Therefore, different biological tissues display different degrees of stress relaxation. The reason for these differences among tissues is that tissues differ in their structural components (e.g., smooth muscle, collagen, elastin) and the arrangement of those components within the tissue. For example, the bladder, which is mostly smooth muscle, shows a high degree of stress relaxation while a tendon that is primarily composed of collagen shows virtually no stress relaxation.
To understand the functional significance of stress relaxation, one only has to relate the ability of different tissues to display stress relaxation to their biological function. For example, as urine flows into the bladder, the bladder volume increases. It is important that as the volume increases there is only a small increase in pressure, otherwise high pressures within the bladder would impede urine outflow from the kidneys and damage the kidneys. The high compliance and high degree of stress relaxation in the bladder ensures that the pressure does not increase very much. In contrast, if the aorta and other arterial vessels showed the same high degree of stress relaxation as the bladder, then blood pressure could not be sufficiently maintained.

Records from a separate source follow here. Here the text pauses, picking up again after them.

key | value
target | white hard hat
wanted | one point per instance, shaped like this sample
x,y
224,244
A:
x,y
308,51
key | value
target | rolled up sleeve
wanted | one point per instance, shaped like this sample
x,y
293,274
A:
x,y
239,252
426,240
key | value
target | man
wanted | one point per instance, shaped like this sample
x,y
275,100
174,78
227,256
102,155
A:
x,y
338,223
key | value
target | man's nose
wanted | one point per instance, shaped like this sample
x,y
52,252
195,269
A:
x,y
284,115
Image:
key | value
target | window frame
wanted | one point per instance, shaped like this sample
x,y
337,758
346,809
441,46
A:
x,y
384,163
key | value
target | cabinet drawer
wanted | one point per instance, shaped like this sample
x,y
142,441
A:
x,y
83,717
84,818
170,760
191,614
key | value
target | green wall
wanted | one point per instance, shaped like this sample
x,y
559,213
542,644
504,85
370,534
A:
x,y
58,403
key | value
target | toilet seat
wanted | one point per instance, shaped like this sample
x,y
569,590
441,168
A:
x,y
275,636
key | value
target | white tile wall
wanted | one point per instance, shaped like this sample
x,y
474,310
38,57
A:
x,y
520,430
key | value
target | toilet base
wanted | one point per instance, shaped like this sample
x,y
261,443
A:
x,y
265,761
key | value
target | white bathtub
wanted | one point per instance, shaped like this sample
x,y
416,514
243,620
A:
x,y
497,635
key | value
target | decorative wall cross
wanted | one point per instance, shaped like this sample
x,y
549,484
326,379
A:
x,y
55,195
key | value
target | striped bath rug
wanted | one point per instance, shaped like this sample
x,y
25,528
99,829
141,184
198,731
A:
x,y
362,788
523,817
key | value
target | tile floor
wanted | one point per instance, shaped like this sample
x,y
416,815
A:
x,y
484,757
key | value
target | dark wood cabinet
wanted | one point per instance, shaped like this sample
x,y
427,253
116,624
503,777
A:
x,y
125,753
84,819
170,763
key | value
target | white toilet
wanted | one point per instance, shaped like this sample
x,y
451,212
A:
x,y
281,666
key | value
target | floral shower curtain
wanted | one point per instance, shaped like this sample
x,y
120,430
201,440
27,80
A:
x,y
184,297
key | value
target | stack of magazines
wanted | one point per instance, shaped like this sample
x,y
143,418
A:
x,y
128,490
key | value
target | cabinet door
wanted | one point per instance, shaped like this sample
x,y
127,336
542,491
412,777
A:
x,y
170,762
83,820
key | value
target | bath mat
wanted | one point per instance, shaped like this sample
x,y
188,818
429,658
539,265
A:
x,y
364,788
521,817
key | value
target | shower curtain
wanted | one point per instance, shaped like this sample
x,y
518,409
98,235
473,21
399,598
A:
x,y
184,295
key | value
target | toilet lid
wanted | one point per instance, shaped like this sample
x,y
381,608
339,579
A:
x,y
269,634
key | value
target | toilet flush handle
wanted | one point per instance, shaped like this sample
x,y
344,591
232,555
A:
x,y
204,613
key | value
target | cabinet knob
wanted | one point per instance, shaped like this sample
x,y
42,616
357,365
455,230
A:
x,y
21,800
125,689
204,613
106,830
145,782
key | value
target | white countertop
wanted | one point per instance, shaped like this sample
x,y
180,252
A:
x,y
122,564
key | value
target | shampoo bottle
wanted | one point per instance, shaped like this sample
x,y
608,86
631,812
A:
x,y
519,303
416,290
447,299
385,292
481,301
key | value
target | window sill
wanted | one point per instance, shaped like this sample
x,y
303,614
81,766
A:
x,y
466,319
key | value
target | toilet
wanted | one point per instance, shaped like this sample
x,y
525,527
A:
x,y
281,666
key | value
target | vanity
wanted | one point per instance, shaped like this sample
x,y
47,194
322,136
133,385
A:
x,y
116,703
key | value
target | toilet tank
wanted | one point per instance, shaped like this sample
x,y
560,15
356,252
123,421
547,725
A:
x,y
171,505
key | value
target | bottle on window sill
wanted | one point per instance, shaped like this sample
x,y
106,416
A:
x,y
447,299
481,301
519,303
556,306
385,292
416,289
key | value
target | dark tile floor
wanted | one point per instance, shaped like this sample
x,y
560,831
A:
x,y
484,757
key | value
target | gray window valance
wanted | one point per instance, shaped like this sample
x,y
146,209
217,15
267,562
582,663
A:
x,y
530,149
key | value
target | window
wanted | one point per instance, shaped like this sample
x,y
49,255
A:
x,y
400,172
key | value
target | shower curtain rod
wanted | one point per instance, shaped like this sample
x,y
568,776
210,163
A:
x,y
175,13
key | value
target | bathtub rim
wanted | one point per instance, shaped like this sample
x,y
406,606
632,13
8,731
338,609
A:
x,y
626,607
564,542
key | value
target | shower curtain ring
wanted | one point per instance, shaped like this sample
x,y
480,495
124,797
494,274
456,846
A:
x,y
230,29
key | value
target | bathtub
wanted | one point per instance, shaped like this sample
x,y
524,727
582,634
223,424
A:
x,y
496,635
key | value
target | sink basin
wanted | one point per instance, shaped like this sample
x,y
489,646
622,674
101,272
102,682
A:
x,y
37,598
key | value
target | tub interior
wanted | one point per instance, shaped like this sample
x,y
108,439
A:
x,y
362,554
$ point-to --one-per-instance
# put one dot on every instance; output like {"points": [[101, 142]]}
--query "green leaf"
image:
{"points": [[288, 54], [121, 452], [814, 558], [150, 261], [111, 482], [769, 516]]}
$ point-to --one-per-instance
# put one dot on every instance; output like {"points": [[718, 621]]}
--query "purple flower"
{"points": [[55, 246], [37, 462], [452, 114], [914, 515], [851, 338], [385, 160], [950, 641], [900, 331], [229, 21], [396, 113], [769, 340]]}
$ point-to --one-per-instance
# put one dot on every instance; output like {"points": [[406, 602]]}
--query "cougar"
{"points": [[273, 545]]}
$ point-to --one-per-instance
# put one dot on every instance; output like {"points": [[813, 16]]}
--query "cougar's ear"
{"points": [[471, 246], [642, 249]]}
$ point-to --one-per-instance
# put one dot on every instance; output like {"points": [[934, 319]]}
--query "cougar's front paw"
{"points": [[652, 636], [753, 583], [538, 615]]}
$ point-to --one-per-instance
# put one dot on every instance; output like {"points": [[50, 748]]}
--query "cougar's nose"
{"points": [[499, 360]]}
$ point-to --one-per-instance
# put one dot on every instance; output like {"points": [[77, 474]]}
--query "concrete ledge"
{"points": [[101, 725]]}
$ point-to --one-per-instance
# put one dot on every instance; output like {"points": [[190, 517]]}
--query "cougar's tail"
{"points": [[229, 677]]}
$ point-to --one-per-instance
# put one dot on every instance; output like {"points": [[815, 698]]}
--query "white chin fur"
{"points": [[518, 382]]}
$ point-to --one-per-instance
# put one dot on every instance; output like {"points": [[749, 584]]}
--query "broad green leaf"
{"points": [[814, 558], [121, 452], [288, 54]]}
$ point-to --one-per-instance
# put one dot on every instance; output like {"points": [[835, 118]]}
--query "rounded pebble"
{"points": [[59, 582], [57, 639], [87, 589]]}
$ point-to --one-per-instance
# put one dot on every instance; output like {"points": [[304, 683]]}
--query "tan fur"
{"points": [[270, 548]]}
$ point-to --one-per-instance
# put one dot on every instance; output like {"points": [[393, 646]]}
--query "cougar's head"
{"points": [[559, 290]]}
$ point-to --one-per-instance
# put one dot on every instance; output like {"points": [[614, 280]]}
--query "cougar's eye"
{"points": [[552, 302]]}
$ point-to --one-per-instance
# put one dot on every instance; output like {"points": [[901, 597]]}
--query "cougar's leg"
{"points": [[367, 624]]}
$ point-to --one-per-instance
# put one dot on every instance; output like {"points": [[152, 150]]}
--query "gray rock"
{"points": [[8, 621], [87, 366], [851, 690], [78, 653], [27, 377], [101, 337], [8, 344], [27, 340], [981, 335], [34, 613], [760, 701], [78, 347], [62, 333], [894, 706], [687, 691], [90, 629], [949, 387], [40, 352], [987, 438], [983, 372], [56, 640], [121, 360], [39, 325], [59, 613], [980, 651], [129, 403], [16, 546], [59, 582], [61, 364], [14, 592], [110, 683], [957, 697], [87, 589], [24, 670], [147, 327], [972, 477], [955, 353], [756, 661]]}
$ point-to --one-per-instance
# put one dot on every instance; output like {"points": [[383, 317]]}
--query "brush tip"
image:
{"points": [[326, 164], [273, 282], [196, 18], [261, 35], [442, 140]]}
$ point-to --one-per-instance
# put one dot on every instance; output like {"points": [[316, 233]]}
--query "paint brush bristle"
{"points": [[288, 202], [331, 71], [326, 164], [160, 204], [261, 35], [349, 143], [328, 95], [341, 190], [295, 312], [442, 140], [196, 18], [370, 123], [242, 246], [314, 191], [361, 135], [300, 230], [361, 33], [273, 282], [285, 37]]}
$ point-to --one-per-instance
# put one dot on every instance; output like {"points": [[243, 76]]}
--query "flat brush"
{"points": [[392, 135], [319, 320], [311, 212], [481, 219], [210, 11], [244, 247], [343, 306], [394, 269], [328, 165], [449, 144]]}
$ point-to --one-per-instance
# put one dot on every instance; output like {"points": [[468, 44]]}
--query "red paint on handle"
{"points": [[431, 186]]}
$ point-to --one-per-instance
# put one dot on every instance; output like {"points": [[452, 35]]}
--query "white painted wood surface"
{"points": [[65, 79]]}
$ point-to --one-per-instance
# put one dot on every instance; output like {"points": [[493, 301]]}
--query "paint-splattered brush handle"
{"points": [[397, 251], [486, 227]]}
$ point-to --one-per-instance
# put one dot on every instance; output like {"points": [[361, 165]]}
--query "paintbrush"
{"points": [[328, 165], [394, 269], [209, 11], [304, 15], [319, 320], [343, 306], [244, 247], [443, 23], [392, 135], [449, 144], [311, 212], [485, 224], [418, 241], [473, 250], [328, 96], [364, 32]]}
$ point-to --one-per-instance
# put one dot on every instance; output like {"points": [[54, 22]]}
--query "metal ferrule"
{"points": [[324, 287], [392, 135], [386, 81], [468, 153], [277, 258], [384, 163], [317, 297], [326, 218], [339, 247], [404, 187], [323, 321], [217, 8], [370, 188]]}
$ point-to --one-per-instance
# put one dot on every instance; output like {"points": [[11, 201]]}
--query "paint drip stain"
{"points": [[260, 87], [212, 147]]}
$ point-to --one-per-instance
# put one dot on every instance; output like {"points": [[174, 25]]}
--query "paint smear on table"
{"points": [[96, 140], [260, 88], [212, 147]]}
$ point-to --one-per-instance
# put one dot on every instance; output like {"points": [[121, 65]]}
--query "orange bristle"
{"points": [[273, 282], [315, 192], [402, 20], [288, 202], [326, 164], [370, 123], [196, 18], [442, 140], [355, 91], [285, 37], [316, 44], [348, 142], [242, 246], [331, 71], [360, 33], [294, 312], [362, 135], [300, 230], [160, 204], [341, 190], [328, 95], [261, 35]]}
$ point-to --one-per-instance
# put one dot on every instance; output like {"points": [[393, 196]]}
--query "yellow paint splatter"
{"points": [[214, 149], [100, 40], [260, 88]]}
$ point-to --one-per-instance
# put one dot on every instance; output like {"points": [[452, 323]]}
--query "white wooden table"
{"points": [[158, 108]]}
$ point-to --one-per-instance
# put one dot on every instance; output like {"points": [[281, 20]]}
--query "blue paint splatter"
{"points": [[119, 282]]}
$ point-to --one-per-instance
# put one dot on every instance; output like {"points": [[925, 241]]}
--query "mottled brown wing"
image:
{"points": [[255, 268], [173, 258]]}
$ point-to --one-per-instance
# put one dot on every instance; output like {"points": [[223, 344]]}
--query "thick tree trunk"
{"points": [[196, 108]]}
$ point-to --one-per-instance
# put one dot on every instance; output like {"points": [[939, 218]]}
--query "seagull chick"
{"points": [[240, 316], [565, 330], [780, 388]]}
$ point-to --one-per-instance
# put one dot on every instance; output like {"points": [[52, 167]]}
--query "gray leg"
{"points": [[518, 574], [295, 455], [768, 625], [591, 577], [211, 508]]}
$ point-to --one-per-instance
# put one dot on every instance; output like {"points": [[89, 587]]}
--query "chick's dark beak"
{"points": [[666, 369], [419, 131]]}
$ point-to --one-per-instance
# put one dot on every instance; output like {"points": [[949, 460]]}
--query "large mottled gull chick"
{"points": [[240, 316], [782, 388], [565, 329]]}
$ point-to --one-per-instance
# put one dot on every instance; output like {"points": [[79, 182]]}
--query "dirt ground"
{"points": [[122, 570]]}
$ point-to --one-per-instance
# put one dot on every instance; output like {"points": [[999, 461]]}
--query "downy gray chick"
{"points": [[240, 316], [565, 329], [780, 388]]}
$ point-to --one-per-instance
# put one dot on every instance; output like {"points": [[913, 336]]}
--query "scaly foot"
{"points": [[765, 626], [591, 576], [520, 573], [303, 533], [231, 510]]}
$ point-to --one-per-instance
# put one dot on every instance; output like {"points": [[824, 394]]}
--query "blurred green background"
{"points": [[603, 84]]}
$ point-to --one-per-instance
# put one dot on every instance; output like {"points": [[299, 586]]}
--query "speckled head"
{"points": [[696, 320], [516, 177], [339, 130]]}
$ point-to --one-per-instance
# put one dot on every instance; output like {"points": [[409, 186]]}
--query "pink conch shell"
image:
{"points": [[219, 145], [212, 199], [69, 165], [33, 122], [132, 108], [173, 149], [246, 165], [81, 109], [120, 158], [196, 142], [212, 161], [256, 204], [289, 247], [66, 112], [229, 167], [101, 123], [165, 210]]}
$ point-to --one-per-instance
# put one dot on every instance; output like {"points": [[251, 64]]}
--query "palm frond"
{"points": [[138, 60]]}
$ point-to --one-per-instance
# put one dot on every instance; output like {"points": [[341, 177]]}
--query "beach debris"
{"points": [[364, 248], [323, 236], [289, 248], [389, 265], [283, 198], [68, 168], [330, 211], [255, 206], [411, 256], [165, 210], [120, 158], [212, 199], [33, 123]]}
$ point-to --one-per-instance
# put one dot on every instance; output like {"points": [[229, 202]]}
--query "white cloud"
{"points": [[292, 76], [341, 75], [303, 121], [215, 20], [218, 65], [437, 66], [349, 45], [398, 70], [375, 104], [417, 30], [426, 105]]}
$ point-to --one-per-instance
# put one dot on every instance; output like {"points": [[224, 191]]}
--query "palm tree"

Understanding stress relaxation is important when the compliance of a tissue is being determined. Compliance is the ratio of the change in volume divided by the change in pressure. However, because tissues such as blood vessels show some stress relaxation, it is important to measure the steady-state change in pressure after the volume is increased. If the pressure is measured before stress relaxation is complete, then the measured compliance would be lower than that measured in the steady-state. If the volume changes rapidly within a blood vessel (e.g., the aorta during cardiac systole and diastole), the measured compliance (change in volume divided by the change in pressure) will vary depending upon the rate of volume change. With more rapid changes in volume (e.g., as occurs with increased ventricular ejection velocity), the calculated compliance will be less than at more slowly changing volumes. Therefore, when a true steady-state compliance cannot be determined, the compliance is sometimes referred to as the "dynamic compliance" of the tissue or organ.